Although crude oil contains a vast diversity of hydrocarbons, a comparatively small number of these make up the bulk of demand for oil. Cracking solves this mismatch: most of the demand is for light, short-carbon-chain molecules, so a cracker breaks down long-chain hydrocarbons into lighter, more commercially-valuable chemicals. This is usually done in massive industrial plants, but as [Markus Bindhammer] showed, it’s possible even in a tabletop apparatus.
There are several methods of cracking, but [Markus] used catalytic fluid cracking: a feedstock high in alkanes (hydrocarbons containing fully saturated carbon-carbon bonds) is heated in the presence of a catalyst, whereupon its long alkane chains split to form alkenes (hydrocarbons with a carbon-carbon double bond) with the loss of a hydrogen molecule. In [Markus]’s setup, a heating mantle heated a boiling flask containing paraffin oil and an amorphous silica-alumina catalyst. Vapors from this flask passed through a condenser tube and a bottle of bromine water, then escaped through a flashback arrestor. Bromine reacts far more readily with alkenes than with alkanes, so the disappearance of its characteristic yellow color would visually indicate the production of alkenes.
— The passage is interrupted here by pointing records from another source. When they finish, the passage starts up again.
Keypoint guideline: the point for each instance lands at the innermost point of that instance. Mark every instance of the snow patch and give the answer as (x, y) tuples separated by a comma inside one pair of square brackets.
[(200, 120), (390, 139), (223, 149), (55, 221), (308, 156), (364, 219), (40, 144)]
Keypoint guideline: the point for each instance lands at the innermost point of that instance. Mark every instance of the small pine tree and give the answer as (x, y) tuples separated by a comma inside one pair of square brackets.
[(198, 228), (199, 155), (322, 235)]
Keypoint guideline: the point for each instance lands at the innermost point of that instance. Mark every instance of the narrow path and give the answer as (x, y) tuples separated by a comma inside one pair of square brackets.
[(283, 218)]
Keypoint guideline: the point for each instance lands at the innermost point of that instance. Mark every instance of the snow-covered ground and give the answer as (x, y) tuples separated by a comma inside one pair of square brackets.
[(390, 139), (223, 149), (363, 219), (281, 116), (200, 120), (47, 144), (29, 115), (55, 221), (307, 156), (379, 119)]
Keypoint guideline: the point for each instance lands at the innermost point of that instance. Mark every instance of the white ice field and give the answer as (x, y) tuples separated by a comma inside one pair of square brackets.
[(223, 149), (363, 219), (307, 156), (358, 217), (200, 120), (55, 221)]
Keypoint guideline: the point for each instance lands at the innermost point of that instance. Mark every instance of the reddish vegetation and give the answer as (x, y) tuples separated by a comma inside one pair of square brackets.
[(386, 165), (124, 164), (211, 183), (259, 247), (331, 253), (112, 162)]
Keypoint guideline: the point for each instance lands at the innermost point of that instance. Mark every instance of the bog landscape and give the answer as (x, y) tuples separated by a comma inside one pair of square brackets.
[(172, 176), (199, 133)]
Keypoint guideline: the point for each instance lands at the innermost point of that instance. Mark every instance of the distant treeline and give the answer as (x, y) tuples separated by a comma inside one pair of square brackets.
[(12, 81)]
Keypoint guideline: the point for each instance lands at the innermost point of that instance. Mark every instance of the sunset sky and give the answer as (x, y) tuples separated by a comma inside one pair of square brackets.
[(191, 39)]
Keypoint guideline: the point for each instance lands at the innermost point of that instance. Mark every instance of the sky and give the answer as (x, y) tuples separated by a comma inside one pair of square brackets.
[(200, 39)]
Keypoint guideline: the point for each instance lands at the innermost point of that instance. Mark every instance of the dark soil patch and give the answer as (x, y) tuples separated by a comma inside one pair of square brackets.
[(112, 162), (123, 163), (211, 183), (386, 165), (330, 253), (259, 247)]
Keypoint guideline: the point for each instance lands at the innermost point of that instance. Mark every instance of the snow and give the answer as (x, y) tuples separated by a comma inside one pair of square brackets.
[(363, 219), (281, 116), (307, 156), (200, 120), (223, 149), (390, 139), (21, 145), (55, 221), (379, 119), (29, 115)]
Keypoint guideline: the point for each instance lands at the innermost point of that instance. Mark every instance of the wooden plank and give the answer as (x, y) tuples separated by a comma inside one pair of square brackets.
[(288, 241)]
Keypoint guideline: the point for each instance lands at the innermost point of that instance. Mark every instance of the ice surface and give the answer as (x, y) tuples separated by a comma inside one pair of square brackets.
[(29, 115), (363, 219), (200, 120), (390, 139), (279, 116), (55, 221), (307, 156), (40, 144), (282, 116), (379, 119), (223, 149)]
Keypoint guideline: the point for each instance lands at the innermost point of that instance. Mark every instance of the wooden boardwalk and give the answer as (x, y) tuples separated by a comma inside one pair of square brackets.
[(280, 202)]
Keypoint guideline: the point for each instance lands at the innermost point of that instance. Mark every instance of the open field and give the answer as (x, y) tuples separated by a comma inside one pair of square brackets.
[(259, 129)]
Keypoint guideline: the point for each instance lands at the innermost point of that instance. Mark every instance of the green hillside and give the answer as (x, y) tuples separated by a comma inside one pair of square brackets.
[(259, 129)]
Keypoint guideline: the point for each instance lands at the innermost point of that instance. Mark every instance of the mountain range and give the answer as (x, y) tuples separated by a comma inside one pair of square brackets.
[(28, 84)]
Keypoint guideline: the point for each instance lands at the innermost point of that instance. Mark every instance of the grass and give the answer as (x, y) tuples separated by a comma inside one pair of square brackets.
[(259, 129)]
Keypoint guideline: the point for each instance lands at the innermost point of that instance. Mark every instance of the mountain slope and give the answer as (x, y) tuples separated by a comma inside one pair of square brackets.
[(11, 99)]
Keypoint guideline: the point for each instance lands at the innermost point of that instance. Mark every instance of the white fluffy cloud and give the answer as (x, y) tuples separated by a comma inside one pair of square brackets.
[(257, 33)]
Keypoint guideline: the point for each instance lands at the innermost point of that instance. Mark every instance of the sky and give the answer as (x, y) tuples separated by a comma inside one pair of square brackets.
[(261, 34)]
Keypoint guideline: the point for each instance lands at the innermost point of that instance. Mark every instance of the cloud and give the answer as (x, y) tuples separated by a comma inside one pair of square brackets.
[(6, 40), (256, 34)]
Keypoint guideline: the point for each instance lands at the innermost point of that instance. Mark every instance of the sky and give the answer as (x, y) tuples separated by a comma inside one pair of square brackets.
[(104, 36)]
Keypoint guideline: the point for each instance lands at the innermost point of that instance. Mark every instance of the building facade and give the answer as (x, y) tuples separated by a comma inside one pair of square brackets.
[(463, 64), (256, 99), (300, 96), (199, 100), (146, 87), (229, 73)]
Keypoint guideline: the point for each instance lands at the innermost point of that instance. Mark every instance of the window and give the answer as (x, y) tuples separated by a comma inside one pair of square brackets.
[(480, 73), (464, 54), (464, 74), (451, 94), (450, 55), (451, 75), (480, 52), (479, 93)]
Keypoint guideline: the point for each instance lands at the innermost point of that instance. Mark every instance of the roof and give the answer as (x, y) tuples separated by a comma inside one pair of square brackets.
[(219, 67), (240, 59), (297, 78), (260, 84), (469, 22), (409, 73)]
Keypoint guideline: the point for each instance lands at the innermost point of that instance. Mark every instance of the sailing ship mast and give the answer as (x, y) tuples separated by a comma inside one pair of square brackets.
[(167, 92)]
To avoid unwanted oxidation, [Markus] purged the cracker with argon before using it. While running the cracker, a flammable mixture of light hydrocarbons and hydrogen escaped from the flask of bromine water. The yellow color of bromine disappeared, and two phases formed: one aqueous, and a lighter phase of hydrocarbons and brominated hydrocarbons. The hot side of the reactor did not survive well; the catalyst turned black with coke, and the heating mantel’s cover fused to the boiling flask. However, the reaction undoubtedly succeeded: while a pool of normal paraffin oil wouldn’t ignite, the cracked oil lit easily.
To go the other way, from small molecules to larger hydrocarbon chains, [Markus] has also used the Fischer-Tropsch process.
Is this UK/international English or US English? Was he cracking kerosene (similar to diesel) or petroleum wax?
See here: https://en.wikipedia.org/wiki/Liquid_paraffin_(drug)
Thanks.
That’s a third meaning of the word for me to keep track of. :)
I also was not aware that paraffin oil has different meanings in English:)
Fluid cracking catalysts have been used in refineries for ages . They started out with amorphous silica alumina catalysts and transitioned to crystalline silica alumina zeolites which gave much better yields of desired products . The experiment described looks like something out of an old text book .
Only heavy crude produces kero./parafin, and diesel. The heavy only comes from a few places, uh, Venezuela, Russia, and that geographic strait that’s been in the news so recently… Enjoy your dieoff!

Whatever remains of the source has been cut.